On other shores, above their mouldering towns,
In sullen pomp the tall cathedral frowns,
Pride in its aisles and paupers at the door,
Which feeds the beggars whom it fleeced of yore.
Simple and frail, our lowly temples throw
Their slender shadows on the paths below;
Scarce steal the winds, that sweep his woodland tracks,
The larch’s perfume from the settler’s axe,
Ere, like a vision of the morning air,
His slight—­framed steeple marks the house of prayer;
Its planks all reeking and its paint undried,
Its rafters sprouting on the shady side,
It sheds the raindrops from its shingled eaves
Ere its green brothers once have changed their leaves.

Yet Faith’s pure hymn, beneath its shelter rude,
Breathes out as sweetly to the tangled wood
As where the rays through pictured glories pour
On marble shaft and tessellated floor;—­
Heaven asks no surplice round the heart that feels,
And all is holy where devotion kneels.
Thus on the soil the patriot’s knee should bend
Which holds the dust once living to defend;
Where’er the hireling shrinks before the free,
Each pass becomes “a new Thermopylae”!
Where’er the battles of the brave are won,
There every mountain “looks on Marathon”!

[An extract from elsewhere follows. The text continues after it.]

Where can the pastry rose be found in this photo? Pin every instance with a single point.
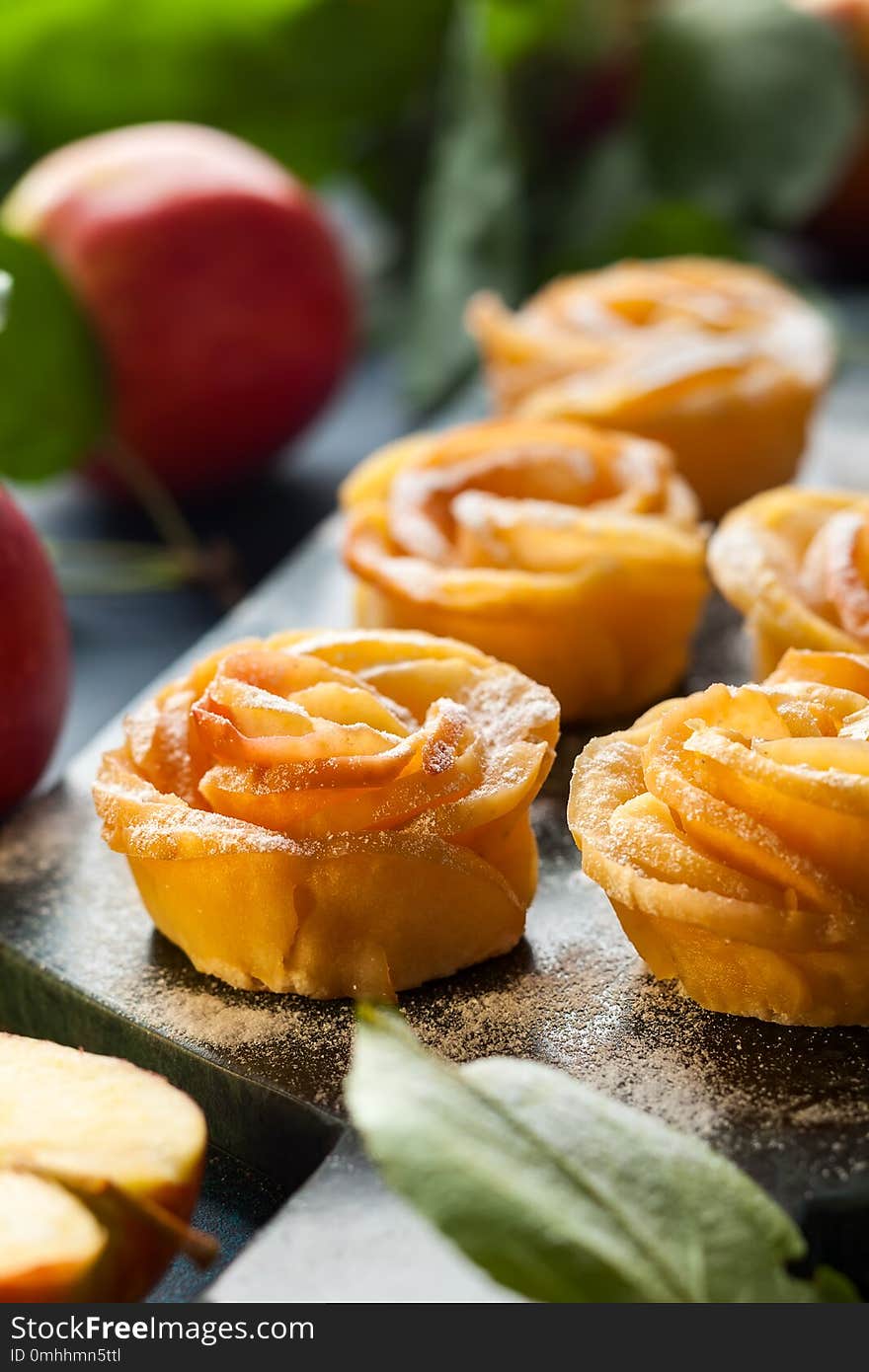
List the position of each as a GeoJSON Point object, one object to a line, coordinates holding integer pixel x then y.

Our fathers live; they guard in glory still
The grass-grown bastions of the fortressed hill;
Still ring the echoes of the trampled gorge,
With God and Freedom. England and Saint George!
The royal cipher on the captured gun
Mocks the sharp night-dews and the blistering sun;
The red-cross banner shades its captor’s bust,
Its folds still loaded with the conflict’s dust;
The drum, suspended by its tattered marge,
Once rolled and rattled to the Hessian’s charge;
The stars have floated from Britannia’s mast,
The redcoat’s trumpets blown the rebel’s blast.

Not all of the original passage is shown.